In a 3.26 Esquire piece called “War Against Youth,” David Marche explains how the degree to which Boomers (and, to some extent, older GenXers) have stuck it to GenY is really without historical precdent. No generation has ever robbed and undermined another generation quite like this. In fact, when has an American generation ever made things worse for a younger one?

“Since the beginning of the Industrial Revolution, human potential has been consistently growing, generating greater material wealth, more education, wider opportunities — a vast and glorious liberation of human potential,” Marche begins. “In all that time, everyone, even followers of the most corrupt or most evil of ideologies, believed they were working for a better tomorrow. Not now. The angel of progress has suddenly vanished from the scene. Or rather, the angel of progress has been sent away.

“Nobody ever talks about generational conflict. Who wants to bring up that the old are eating the young at the dinner table? How are you going to mention that to your boss? If you’re a politician, how are you going to tell your donors? Even the Occupy Wall Street crowd, while rejecting the modes and rhetoric and institutional support of Boomer progressives, shied away from articulating the fundamental distinction that fills their spaces with crowds: young against old.

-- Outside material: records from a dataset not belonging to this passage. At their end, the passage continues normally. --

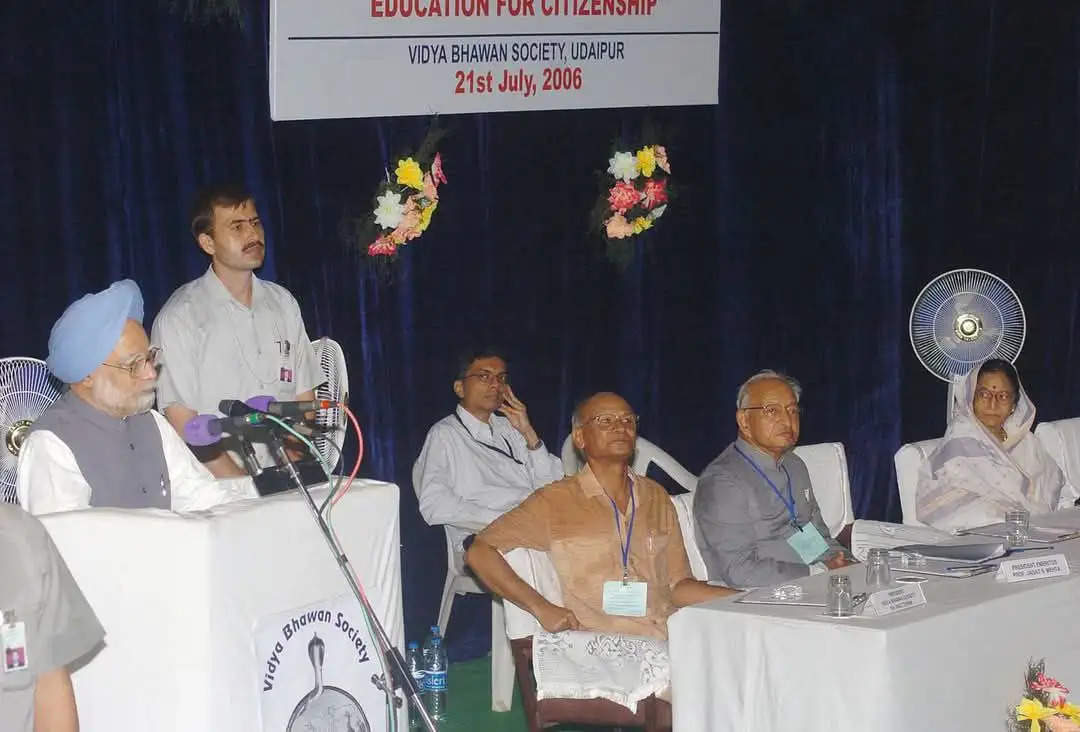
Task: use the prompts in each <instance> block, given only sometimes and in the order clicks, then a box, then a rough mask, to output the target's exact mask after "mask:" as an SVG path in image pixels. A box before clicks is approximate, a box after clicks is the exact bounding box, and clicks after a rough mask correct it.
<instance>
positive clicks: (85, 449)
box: [30, 390, 173, 510]
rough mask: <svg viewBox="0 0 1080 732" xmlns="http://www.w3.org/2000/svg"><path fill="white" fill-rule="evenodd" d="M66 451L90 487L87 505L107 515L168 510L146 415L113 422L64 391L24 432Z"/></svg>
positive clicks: (100, 413)
mask: <svg viewBox="0 0 1080 732" xmlns="http://www.w3.org/2000/svg"><path fill="white" fill-rule="evenodd" d="M39 430H48V431H49V432H52V433H53V434H55V435H56V436H57V437H59V438H60V439H62V440H64V444H65V445H67V446H68V448H69V449H70V450H71V452H72V453H73V455H75V460H76V462H77V463H78V464H79V471H80V472H81V473H82V476H83V478H85V480H86V483H89V484H90V491H91V492H90V504H91V505H92V506H110V507H113V509H166V510H167V509H170V507H171V506H172V493H173V491H172V486H171V484H170V480H168V466H167V465H166V463H165V450H164V448H163V447H162V444H161V432H159V431H158V423H157V421H156V420H154V418H153V415H151V414H150V412H149V411H145V412H143V414H141V415H135V416H134V417H126V418H124V419H117V418H116V417H109V416H108V415H106V414H105V412H102V411H98V410H97V409H95V408H94V407H92V406H90V405H89V404H86V403H85V402H83V401H82V399H81V398H80V397H78V396H76V395H75V394H73V393H72V392H71V391H70V390H69V391H66V392H64V395H63V396H60V397H59V398H58V399H56V401H55V402H53V404H52V405H50V407H49V408H48V409H46V410H45V412H44V414H43V415H42V416H41V417H40V418H38V420H37V421H36V422H35V423H33V425H32V426H31V428H30V432H31V433H32V432H37V431H39Z"/></svg>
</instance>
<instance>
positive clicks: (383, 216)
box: [375, 191, 405, 229]
mask: <svg viewBox="0 0 1080 732" xmlns="http://www.w3.org/2000/svg"><path fill="white" fill-rule="evenodd" d="M376 201H378V202H379V205H378V206H376V207H375V222H376V223H378V225H379V226H380V227H382V228H383V229H396V228H397V225H399V223H401V222H402V217H403V216H404V215H405V204H404V203H402V196H401V194H400V193H394V192H393V191H387V192H386V193H383V194H382V195H380V196H379V198H378V199H376Z"/></svg>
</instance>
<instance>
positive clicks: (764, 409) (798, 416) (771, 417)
mask: <svg viewBox="0 0 1080 732" xmlns="http://www.w3.org/2000/svg"><path fill="white" fill-rule="evenodd" d="M740 408H741V409H760V410H761V414H762V415H765V416H766V417H767V418H768V419H771V420H779V419H780V418H781V416H782V415H784V414H785V412H786V414H787V416H788V417H791V418H792V419H798V418H799V416H800V415H801V414H802V407H800V406H799V405H797V404H789V405H787V406H786V407H782V406H780V405H779V404H762V405H761V406H758V407H740Z"/></svg>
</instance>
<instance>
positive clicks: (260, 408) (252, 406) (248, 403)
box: [244, 394, 275, 411]
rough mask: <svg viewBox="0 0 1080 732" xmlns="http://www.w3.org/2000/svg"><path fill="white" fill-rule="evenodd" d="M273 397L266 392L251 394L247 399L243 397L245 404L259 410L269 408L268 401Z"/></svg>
mask: <svg viewBox="0 0 1080 732" xmlns="http://www.w3.org/2000/svg"><path fill="white" fill-rule="evenodd" d="M274 401H275V399H274V398H273V397H272V396H267V395H266V394H260V395H259V396H253V397H252V398H249V399H244V404H246V405H247V406H248V407H251V408H252V409H258V410H259V411H266V410H267V409H269V408H270V403H271V402H274Z"/></svg>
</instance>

David Frum, former George W. Bush speechwriter, had the guts to acknowledge that the Tea Party’s combination of expensive entitlement programs and tax cuts is something entirely different from a traditional political program: “This isn’t conservatism: It’s a going-out-of-business sale for the Baby Boom generation.” The economic motive is growing ever more naked, and has nothing to do with any principle that could be articulated by Goldwater or Reagan, or indeed with any principle at all. The political imperative is to preserve the economic cloak of unreality that the Boomers have wrapped themselves in.”